Metformin's potential as a tumour-suppressing agent, to prevent the growth of breast, colon, lung and prostate cancers, has been demonstrated in pre-clinical studies. However, the experimental models used in these studies do not accurately recreate the natural manifestations of the disease, and require toxic levels of metformin to demonstrate beneficial effects.
In the paper, ‘Metformin Inhibits Cellular Proliferation and Bioenergetics in Colorectal Cancer Patient–Derived Xenografts, Molecular Cancer Therapeutics’, published in the journal Molecular Cancer Therapeutics, Min-Han Tan and colleagues tested metformin's cancer-fighting abilities on a model of colorectal cancer that is more representative of how the disease appears in humans. The team took samples of cancer tissue from two patients and implanted them in mice, then assessed how the tumours responded to metformin as well as 5-fluorouracil, the current front-line treatment for colorectal cancer.

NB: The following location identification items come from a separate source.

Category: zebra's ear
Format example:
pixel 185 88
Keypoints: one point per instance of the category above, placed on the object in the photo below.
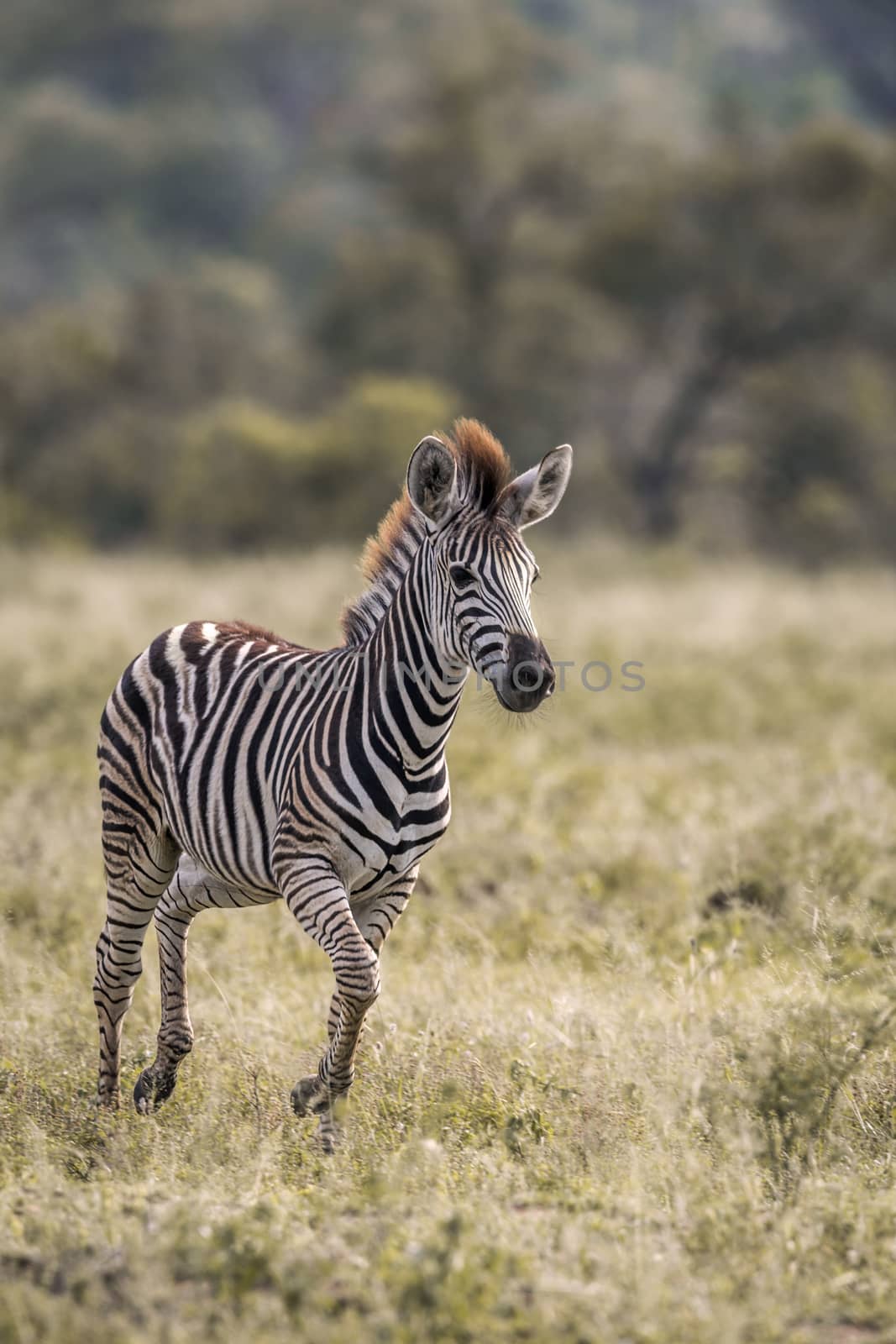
pixel 432 479
pixel 537 494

They found that metformin inhibited tumour growth by at least 50 per cent after 24 days and, when combined with 5-fluorouracil, inhibited the tumour grafts from one patient by 85 per cent. The experiments used concentrations of metformin equivalent to that used to treat diabetes in humans.
In previous studies, scientists typically injected cancer cells into host animals rather than transplanting tissue directly. In these models, high glucose, insulin, and growth factor levels are needed to establish cell cultures for injection. Tan's group suspects that this artificial environment meant previous studies needed higher levels of metformin to stunt tumour growth as, in this study, they were able to demonstrate response using therapeutic doses of the drug.
"We tested a wide range of concentrations down to the physiological," said Tan. "It was important to show that there was a response at that level, as many studies have not documented that."
The IBN-led collaboration discovered that metformin enacted its therapeutic benefits by activating a cellular pathway implicated in the inhibition of cancer, and by reducing cancer cell oxygen consumption. Using next-generation genetic sequencing, the team also provided evidence that direct patient tissue grafts in mice retain the genetic, molecular, and tissue features of the original tumour - making them ideal platforms to study colorectal cancer and its treatment.
It is believed that this is the first investigation into metformin and colorectal cancer using patient tumour grafts. Tan says that future studies could shed light on metformin's relevance as a therapeutic agent for cancer.
"Our study shows that metformin has a possible activity against colorectal cancer, using gold-standard materials, and provides a mechanism to explain this. Further clinical trials are now needed," he added.